According to available records, no less than four academic sessions have been lost by the federal universities to the incessant industrial actions embarked upon by the ASUU in the last two decades. Regrettably, students have always been at the receiving end of the endless crises resulting in consequential elongation of their years of graduation.
In 2017, the Minister of Education, Mallam Adamu Adamu inaugurated a 16-member re-negotiation team headed by Dr Wale Babalakin to interface with the various university unions-ASUU, NASU, SSANU, NAAT – with a view to resolving the deadlock arising from the 2009 agreement. Three years down the line, little or no progress has been made.
While urging the authorities to do the needful by urgently addressing the issues of underfunding, decaying infrastructure as well as corruption in the system, stakeholders stressed the need for a more positive attitude on the part of ASUU towards resolving issues that could ordinarily be settled in a roundtable.
The Permanent Secretary, Federal Ministry of Education, Sonny Echono, who debunked ASUU’s claim that salaries of its members had been stopped because of non-enrollment on the IPPIS platform, said that many agencies of government are yet to receive their February salaries owing to the current financial challenges.
While insisting on the implementation of IPPIS as a way to curbing corruption in the system, he disclosed that teaching hospitals and public universities had been identified by the ICPC as conduit pipes for siphoning government’s funds.
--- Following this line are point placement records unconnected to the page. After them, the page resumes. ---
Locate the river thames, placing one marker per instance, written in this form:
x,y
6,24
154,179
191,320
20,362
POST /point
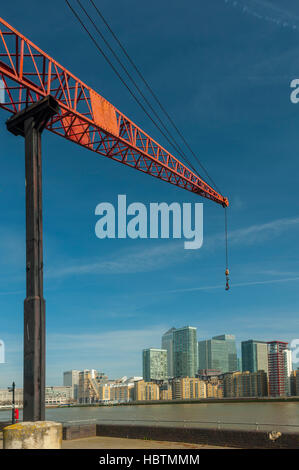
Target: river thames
x,y
267,416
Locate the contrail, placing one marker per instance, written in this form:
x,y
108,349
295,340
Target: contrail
x,y
266,11
240,284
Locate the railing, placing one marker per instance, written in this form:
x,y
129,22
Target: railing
x,y
186,423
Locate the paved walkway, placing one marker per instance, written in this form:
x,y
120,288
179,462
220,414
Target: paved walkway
x,y
120,443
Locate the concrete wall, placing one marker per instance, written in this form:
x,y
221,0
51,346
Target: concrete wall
x,y
223,438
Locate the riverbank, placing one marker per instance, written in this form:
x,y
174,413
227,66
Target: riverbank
x,y
190,401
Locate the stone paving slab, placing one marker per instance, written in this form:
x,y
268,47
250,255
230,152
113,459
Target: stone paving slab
x,y
121,443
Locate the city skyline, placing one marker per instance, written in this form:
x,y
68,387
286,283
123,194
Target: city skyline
x,y
137,371
233,106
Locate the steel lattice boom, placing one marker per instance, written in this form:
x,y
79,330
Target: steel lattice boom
x,y
85,117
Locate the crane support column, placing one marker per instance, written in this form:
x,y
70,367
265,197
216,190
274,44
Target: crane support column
x,y
30,123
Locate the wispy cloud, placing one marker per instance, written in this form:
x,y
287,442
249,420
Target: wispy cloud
x,y
233,285
266,11
147,259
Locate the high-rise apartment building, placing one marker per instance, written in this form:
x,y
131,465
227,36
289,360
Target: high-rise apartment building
x,y
154,364
220,353
88,390
245,384
188,388
254,355
185,352
167,343
287,356
144,391
71,379
279,368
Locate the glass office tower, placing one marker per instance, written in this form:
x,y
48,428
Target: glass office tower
x,y
185,352
219,353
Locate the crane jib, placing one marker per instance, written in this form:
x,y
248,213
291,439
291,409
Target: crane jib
x,y
28,74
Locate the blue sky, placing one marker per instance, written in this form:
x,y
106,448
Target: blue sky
x,y
223,71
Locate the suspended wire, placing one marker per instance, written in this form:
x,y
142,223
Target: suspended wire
x,y
226,251
122,80
175,144
226,238
153,94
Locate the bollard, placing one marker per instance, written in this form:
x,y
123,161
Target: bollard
x,y
33,435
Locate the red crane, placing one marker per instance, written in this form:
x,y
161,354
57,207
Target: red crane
x,y
41,93
85,117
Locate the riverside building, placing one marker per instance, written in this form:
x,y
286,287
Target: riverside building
x,y
220,353
254,355
154,364
279,367
245,384
185,353
167,343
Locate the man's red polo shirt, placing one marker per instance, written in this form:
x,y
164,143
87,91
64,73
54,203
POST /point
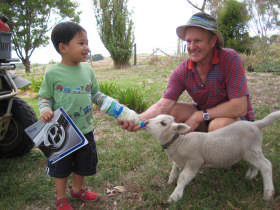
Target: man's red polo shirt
x,y
226,80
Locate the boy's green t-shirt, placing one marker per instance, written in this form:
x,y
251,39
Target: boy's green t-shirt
x,y
72,88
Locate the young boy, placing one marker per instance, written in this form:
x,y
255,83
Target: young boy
x,y
73,86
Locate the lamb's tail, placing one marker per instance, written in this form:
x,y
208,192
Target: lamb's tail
x,y
269,119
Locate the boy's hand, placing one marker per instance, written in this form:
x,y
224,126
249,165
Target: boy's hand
x,y
129,125
47,116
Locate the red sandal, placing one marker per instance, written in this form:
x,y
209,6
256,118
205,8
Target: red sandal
x,y
84,195
62,204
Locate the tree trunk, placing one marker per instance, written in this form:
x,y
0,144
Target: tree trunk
x,y
26,64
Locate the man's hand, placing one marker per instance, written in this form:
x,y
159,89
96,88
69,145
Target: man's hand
x,y
195,120
129,125
47,116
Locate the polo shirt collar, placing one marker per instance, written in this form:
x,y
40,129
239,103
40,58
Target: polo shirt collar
x,y
215,60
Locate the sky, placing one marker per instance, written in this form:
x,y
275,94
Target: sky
x,y
155,23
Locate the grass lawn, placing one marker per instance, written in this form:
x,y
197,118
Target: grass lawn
x,y
132,169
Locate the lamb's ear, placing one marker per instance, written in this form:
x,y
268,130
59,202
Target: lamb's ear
x,y
181,127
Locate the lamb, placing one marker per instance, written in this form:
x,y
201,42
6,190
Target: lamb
x,y
218,149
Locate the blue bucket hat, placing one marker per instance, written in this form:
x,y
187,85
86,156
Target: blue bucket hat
x,y
204,21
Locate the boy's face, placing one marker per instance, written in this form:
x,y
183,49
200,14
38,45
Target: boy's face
x,y
76,50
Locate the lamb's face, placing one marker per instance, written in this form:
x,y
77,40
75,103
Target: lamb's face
x,y
158,125
163,126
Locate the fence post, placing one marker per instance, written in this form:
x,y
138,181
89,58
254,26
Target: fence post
x,y
135,59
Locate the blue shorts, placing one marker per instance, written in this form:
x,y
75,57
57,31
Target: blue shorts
x,y
82,162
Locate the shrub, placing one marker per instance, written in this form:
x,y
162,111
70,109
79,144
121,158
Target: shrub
x,y
97,57
129,97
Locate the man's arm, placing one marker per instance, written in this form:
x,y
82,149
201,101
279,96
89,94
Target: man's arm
x,y
163,106
234,108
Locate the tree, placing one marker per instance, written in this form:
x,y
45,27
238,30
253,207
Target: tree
x,y
30,20
212,5
232,19
264,16
115,29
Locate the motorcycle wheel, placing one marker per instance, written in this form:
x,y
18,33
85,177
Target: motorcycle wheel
x,y
16,142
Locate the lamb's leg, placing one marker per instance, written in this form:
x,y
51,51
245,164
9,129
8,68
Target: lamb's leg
x,y
187,174
173,174
258,160
252,172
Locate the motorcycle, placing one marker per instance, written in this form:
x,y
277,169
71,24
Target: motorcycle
x,y
15,113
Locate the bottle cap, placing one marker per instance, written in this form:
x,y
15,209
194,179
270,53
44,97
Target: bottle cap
x,y
142,123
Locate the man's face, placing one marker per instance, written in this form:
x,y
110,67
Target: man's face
x,y
200,44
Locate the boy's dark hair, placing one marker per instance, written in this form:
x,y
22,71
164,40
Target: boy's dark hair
x,y
64,32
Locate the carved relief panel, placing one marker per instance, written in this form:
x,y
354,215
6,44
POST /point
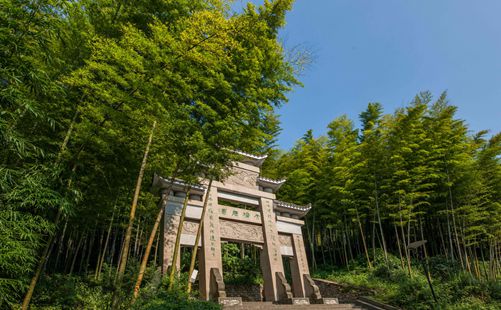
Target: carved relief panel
x,y
242,177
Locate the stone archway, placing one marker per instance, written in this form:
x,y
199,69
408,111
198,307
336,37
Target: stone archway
x,y
265,221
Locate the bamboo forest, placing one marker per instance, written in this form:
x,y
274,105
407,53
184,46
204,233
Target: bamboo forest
x,y
100,96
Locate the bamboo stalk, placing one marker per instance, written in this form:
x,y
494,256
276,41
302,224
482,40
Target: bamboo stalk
x,y
197,239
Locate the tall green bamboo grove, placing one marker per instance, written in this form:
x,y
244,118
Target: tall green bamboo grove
x,y
412,175
81,84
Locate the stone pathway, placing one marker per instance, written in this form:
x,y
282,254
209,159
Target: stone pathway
x,y
269,305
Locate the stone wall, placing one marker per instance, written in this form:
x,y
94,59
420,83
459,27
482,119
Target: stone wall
x,y
345,293
248,292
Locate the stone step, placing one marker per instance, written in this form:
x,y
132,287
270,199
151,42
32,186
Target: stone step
x,y
269,305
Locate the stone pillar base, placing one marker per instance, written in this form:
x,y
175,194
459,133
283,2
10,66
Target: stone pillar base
x,y
327,301
230,301
300,301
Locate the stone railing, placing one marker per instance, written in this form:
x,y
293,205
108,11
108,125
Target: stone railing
x,y
248,292
311,289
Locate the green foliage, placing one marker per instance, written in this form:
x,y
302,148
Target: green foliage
x,y
238,270
459,290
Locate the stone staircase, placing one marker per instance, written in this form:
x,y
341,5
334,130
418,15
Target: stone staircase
x,y
269,305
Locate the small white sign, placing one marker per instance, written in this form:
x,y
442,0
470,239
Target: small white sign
x,y
194,276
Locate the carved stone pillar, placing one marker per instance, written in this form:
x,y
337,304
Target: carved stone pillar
x,y
210,254
271,258
173,207
299,266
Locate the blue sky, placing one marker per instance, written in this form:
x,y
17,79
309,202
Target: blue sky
x,y
387,51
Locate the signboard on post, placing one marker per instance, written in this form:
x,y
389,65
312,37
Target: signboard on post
x,y
194,276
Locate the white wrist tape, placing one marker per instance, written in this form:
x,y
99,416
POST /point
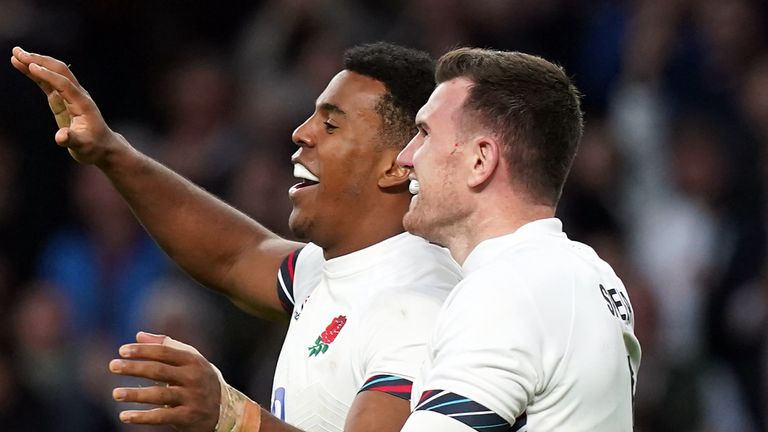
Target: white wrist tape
x,y
237,412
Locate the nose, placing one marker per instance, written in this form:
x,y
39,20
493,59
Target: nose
x,y
301,135
405,157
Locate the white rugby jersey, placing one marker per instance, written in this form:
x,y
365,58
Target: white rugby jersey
x,y
359,321
537,337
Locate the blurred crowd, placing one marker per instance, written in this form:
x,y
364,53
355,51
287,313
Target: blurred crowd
x,y
669,185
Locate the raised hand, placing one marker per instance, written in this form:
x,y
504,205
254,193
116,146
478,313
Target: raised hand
x,y
188,392
82,129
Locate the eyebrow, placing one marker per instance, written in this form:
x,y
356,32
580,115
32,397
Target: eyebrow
x,y
331,108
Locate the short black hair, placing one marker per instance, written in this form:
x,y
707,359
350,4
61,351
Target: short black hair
x,y
533,107
408,75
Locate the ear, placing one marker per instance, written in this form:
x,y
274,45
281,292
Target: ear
x,y
393,174
486,158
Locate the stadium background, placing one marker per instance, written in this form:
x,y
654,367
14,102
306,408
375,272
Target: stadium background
x,y
668,186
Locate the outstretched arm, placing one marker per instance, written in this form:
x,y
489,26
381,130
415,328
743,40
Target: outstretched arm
x,y
219,246
192,396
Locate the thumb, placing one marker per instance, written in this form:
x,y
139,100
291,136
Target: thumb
x,y
62,136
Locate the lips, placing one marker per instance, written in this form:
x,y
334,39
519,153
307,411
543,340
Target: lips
x,y
413,186
301,172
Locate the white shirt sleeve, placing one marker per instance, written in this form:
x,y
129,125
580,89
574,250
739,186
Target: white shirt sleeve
x,y
487,347
398,329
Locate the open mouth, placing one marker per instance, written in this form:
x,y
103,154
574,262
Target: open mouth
x,y
413,187
308,179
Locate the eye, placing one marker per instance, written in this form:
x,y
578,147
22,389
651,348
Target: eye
x,y
329,127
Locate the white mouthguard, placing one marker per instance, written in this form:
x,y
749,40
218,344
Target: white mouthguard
x,y
300,171
413,187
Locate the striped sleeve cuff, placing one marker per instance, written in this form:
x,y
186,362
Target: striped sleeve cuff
x,y
285,277
396,386
467,411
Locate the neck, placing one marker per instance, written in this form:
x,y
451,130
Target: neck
x,y
384,220
494,222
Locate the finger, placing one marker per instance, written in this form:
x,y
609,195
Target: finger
x,y
78,100
150,370
173,343
59,109
48,62
155,416
156,395
161,353
146,337
24,68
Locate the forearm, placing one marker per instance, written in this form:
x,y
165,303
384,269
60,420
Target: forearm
x,y
201,233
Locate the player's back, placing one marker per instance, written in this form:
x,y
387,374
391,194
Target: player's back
x,y
540,333
360,320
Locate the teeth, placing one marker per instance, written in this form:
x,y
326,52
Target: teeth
x,y
413,187
300,171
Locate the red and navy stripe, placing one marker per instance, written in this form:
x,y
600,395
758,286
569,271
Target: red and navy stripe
x,y
467,411
396,386
285,276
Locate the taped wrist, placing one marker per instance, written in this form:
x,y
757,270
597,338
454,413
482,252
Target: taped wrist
x,y
237,412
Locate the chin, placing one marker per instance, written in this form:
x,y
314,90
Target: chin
x,y
300,227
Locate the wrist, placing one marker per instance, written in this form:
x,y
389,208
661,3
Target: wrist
x,y
237,412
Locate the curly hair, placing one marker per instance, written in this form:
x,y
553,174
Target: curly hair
x,y
408,75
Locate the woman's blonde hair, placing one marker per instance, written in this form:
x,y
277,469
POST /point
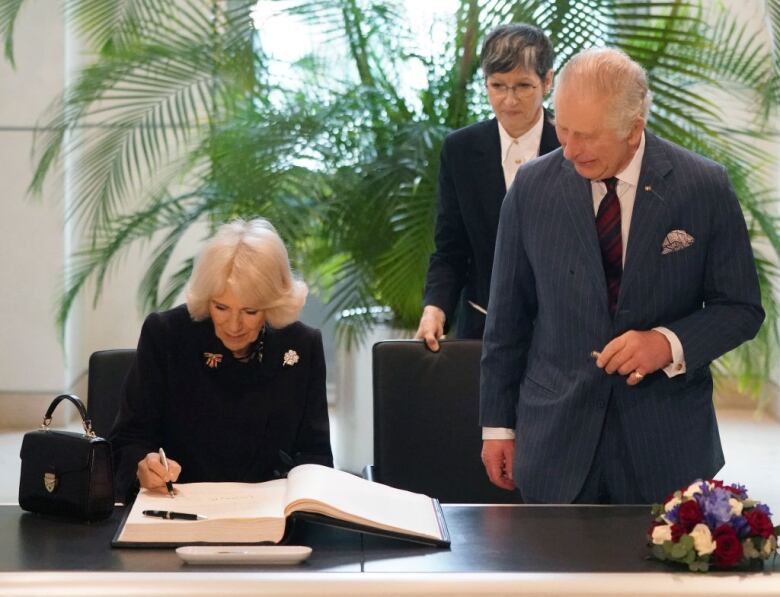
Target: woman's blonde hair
x,y
250,258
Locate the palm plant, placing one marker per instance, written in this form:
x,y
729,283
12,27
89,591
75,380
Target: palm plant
x,y
186,113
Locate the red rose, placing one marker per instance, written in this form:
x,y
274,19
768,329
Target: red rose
x,y
759,522
678,531
689,514
728,549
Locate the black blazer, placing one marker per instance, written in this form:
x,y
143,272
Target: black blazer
x,y
225,423
471,189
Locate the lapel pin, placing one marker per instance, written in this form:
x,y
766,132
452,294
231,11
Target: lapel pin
x,y
213,359
290,358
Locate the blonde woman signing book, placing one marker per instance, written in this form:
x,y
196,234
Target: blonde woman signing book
x,y
230,383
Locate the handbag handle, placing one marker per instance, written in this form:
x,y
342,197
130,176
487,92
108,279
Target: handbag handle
x,y
76,401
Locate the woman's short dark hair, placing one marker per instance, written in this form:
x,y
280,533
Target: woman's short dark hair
x,y
516,45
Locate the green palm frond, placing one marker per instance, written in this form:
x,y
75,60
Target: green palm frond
x,y
182,120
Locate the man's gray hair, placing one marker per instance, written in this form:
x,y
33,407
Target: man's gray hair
x,y
610,73
516,45
250,259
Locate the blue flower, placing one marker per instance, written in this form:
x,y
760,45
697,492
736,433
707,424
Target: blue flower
x,y
716,507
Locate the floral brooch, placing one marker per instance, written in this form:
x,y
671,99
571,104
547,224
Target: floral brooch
x,y
290,358
213,359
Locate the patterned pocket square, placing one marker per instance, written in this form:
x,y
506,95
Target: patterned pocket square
x,y
676,240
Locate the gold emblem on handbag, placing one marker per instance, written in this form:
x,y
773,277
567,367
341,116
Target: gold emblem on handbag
x,y
50,481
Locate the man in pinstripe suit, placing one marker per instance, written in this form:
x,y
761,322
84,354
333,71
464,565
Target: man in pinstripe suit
x,y
596,386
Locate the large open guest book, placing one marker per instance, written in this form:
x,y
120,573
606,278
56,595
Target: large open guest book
x,y
243,513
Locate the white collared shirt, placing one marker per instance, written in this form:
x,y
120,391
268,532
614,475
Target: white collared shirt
x,y
517,151
628,181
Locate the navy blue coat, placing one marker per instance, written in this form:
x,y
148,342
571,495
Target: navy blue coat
x,y
226,423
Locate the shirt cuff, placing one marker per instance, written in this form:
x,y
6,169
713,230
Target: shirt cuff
x,y
677,366
497,433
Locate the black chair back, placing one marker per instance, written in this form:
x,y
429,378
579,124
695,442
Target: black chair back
x,y
107,372
427,436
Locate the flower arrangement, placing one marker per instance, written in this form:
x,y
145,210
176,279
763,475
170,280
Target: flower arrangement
x,y
712,524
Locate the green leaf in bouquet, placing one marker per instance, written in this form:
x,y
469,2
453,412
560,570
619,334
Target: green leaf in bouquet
x,y
681,549
699,565
657,510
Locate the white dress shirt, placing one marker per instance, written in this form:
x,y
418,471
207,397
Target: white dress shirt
x,y
516,151
628,180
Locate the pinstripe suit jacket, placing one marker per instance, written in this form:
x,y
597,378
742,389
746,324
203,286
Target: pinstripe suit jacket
x,y
548,310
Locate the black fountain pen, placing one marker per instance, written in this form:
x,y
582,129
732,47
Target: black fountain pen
x,y
167,515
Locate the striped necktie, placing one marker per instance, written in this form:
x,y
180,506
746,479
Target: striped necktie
x,y
608,230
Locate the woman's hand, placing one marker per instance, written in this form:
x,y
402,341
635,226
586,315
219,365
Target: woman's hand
x,y
431,328
152,474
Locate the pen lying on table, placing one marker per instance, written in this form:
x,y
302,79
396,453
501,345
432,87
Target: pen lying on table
x,y
167,515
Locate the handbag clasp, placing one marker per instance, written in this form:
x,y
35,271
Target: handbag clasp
x,y
50,481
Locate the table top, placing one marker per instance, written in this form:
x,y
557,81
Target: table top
x,y
500,549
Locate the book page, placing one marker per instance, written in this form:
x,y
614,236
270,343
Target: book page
x,y
323,490
235,512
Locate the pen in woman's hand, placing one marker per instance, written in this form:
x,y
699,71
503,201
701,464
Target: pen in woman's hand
x,y
168,483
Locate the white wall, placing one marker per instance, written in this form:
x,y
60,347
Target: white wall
x,y
35,237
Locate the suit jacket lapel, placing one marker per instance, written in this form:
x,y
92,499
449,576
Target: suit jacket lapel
x,y
648,219
487,165
579,204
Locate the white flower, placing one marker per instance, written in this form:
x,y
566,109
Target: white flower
x,y
290,358
770,544
702,539
736,506
662,533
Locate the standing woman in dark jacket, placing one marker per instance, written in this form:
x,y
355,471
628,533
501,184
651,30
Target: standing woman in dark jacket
x,y
478,164
230,383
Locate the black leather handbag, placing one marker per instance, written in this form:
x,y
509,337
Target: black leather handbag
x,y
66,473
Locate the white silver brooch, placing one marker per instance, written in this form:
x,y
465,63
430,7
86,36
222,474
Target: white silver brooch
x,y
291,357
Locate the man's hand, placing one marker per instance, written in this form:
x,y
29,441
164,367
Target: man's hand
x,y
152,474
636,355
498,456
431,328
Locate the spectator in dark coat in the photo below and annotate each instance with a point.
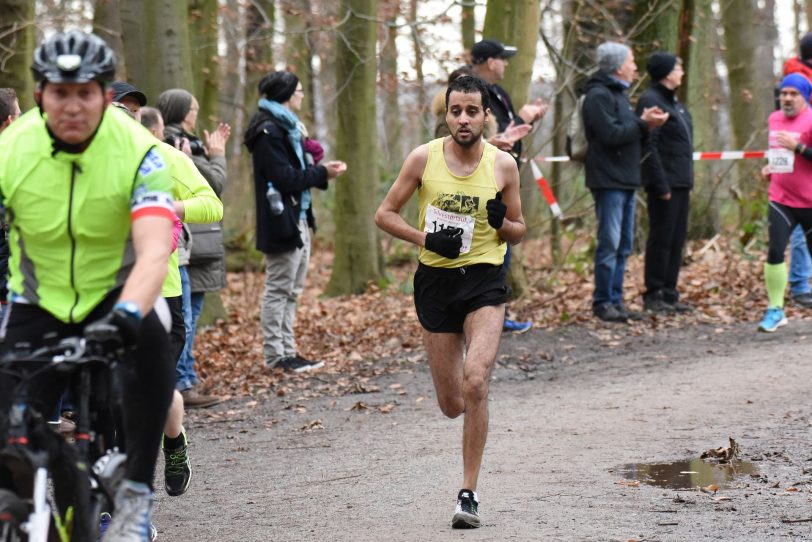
(9, 112)
(284, 163)
(668, 175)
(615, 136)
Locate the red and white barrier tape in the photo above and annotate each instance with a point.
(722, 155)
(546, 190)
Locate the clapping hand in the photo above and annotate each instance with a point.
(216, 141)
(505, 140)
(533, 111)
(335, 168)
(654, 116)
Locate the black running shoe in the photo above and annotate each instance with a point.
(466, 515)
(298, 364)
(177, 467)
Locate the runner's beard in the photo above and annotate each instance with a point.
(790, 111)
(467, 143)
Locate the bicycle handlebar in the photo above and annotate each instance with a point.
(68, 351)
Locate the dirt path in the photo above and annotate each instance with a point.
(567, 407)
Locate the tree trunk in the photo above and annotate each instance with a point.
(156, 44)
(515, 22)
(426, 124)
(203, 38)
(656, 28)
(257, 28)
(705, 101)
(748, 104)
(298, 52)
(468, 25)
(356, 241)
(107, 25)
(16, 48)
(391, 142)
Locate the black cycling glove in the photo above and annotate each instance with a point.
(496, 211)
(118, 327)
(446, 242)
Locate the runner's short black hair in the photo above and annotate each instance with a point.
(469, 84)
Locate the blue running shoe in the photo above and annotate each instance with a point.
(516, 327)
(104, 523)
(773, 319)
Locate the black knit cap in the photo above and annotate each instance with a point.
(278, 86)
(806, 46)
(660, 64)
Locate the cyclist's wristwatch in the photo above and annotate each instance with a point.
(130, 308)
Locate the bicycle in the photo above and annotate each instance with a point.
(33, 454)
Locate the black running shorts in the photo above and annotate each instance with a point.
(444, 297)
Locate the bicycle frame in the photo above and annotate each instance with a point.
(31, 443)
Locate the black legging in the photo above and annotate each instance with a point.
(782, 220)
(668, 229)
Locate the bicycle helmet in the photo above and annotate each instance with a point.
(74, 57)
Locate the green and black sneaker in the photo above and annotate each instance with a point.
(177, 467)
(466, 515)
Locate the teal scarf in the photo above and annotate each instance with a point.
(288, 121)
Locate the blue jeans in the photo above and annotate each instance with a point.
(800, 266)
(615, 213)
(192, 307)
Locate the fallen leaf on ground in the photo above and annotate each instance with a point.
(731, 452)
(315, 424)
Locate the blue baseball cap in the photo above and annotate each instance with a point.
(799, 83)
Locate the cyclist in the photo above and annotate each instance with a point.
(88, 201)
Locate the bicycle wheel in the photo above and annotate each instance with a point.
(13, 513)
“As the accounting officer of the Ministry of Education, I can tell you that there is massive fraud going on there. No university is an exception. We may not have the record of state universities, but you can imagine what the case would be there. It’s not peculiar to universities. We had similar problems in the public service before IPPIS was introduced, but that has been significantly minimized,” he said.
In the face of the lingering crisis and the hard line position of ASUU, the Federal Government has ordered the closure of all federal institutions as a preventive measure to check the spread of the dreaded Coronavirus in the country. The two weeks warning strike embarked upon by ASUU would have ended on Monday (tomorrow) if not for the closure of tertiary institutions by the government.